During the endoscopic session, the close neighbor of suspected tissues was injected by submucosal injection via the endoscopic channel leading to bolus formation in submucosa and subsequent volume and color changes in the area. Depending on the size of initially observed polyp, the amount of injected EMR solution was 1–3 ml for small, 5 mm diameter polyps, the larger lesions eg, 40 x 50 mm surface required 50–80 ml of EMR solution. There were no noticeable differences in volumes of EMR solution compared to the typical volumes of EMR solutions applied before. When new polyps were elevated and became visible in the field of view, the additional EMR solution was applied, when necessary. The elevated polyps were removed using a polypectomic loop, and removed tissue was analyzed for histology. As a rule, several polyps became visible lasting several minutes and were removed in a single step during the same endoscopic session. En-bloc resection rate was not significantly different for the new solution. Generally, polyps below 20 mm size were resected en-bloc, while above that size, piece-meal resection was more typical. In some cases, polyps of about 30 mm size could be removed en-bloc.
Cell line model
The human colorectal carcinoma cell line HCT116 was purchased from American Type Culture Collection (ATCC, CCL-247) and cultured in RPMI 1640 growth medium (Biosera, Kansas City, MO, United States). The growth medium was supplemented with 10% foetal bovine serum (FBS) and 1x HyClone Antibiotic/Antimycotic solution (GE Healthcare, Little Chalfont, UK) and maintained in an atmosphere containing 5% CO2 in humidified air at 37 °C. Before experiments, the viability of cells was analyzed by trypan blue assay. The cell line was authenticated by the ATCC Laboratory Authentication Service using Sanger sequencing. ATCC declared no Mycoplasma contamination. Before experiments, cell specimens were tested again for Mycoplasma contamination by DNA staining and fluorescence microscopy visualization with negative results.

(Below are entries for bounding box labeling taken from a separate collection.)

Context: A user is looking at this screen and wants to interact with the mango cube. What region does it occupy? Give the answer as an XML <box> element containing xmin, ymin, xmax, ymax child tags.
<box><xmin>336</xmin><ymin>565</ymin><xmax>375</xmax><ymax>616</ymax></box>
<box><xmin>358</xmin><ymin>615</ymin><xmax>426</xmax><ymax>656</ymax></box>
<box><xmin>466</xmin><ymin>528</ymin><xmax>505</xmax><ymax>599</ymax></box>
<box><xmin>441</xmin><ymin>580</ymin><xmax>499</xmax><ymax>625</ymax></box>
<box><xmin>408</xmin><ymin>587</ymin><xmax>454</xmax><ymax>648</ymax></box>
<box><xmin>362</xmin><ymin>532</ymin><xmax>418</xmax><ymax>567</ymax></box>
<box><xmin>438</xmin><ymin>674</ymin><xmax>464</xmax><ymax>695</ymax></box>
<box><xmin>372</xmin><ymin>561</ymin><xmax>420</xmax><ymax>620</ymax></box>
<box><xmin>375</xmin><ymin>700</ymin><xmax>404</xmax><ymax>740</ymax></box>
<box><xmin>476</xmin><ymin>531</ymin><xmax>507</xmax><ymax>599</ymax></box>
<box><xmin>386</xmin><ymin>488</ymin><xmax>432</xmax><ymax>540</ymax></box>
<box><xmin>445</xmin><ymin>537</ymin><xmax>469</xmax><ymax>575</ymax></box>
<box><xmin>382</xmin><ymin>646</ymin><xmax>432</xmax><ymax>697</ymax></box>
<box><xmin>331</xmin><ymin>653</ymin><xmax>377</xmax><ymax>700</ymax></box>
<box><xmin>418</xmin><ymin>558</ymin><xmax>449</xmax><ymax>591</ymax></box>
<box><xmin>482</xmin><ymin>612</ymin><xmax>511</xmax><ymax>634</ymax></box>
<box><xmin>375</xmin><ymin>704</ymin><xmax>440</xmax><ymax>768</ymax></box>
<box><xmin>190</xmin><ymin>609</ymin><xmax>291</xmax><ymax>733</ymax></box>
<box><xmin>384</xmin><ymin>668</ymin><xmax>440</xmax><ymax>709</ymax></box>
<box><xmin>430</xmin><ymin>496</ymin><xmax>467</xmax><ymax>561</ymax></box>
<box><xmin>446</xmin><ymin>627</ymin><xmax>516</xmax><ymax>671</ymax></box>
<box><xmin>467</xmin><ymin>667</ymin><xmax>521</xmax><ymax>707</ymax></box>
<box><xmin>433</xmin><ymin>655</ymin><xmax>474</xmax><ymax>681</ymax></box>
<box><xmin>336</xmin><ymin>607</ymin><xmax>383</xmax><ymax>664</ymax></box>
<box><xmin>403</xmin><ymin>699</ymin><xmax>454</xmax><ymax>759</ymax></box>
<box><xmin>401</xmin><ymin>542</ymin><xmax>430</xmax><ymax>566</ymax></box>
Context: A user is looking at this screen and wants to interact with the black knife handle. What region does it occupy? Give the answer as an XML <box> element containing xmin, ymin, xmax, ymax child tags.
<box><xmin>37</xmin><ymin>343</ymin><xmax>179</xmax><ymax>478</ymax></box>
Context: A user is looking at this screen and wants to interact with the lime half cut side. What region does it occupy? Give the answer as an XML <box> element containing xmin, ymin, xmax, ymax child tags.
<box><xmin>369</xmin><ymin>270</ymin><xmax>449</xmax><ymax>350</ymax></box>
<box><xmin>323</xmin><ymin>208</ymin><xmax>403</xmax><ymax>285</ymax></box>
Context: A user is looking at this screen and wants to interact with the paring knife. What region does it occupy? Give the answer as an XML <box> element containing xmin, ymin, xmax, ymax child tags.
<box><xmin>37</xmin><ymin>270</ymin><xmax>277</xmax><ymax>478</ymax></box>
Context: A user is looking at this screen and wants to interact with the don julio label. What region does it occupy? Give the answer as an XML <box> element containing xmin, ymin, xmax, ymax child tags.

For experiments, cells were seeded in 96-well low-density plates and maintained in complete culture medium for 24 h. The cells were then starved in saline solution without nutrients for 24 h, mimicking the patient preparation before EMR surgery.
The initial cell culture was grown to 10 thousand cells per well, forming plaques. During starvation, some of the cells detached and floated freely in the medium. We removed free-floating cells with the part of liquid media, and the removed volume was then restored by adding the same volume of saline solution. Even though the saline solution detaches part of the starving cells, a significant fraction of the starving cells remains attached to the density plate after adding the saline solution.
Adding the contrasting composition
The EMR composition was applied for two groups of cells—nonstarving and after 24 h starving in saline solution. After 24 h, the nonstarving cells adhered to the density plate, while in starving cells, the free-floating cells had to be removed, and the media was replenished by saline solution first. In both cases, the last step of the procedure consisted of replacing the saline medium with an EMR composition. For starving cells, approximately half of the volume of saline was replaced by EMR. The estimated volume of the saline solution replaced by EMR composition was in 100 µl range. Subsequently, we prepared a set of substances without a color constituent. In all cases, the cells exposed to the solution were followed by 10 min of live video flow on a Cytation 3 Cell Imaging multimode sensor (BioTek Instruments, Inc.) and visually evaluated for cell count, cell volume, and cell shape change.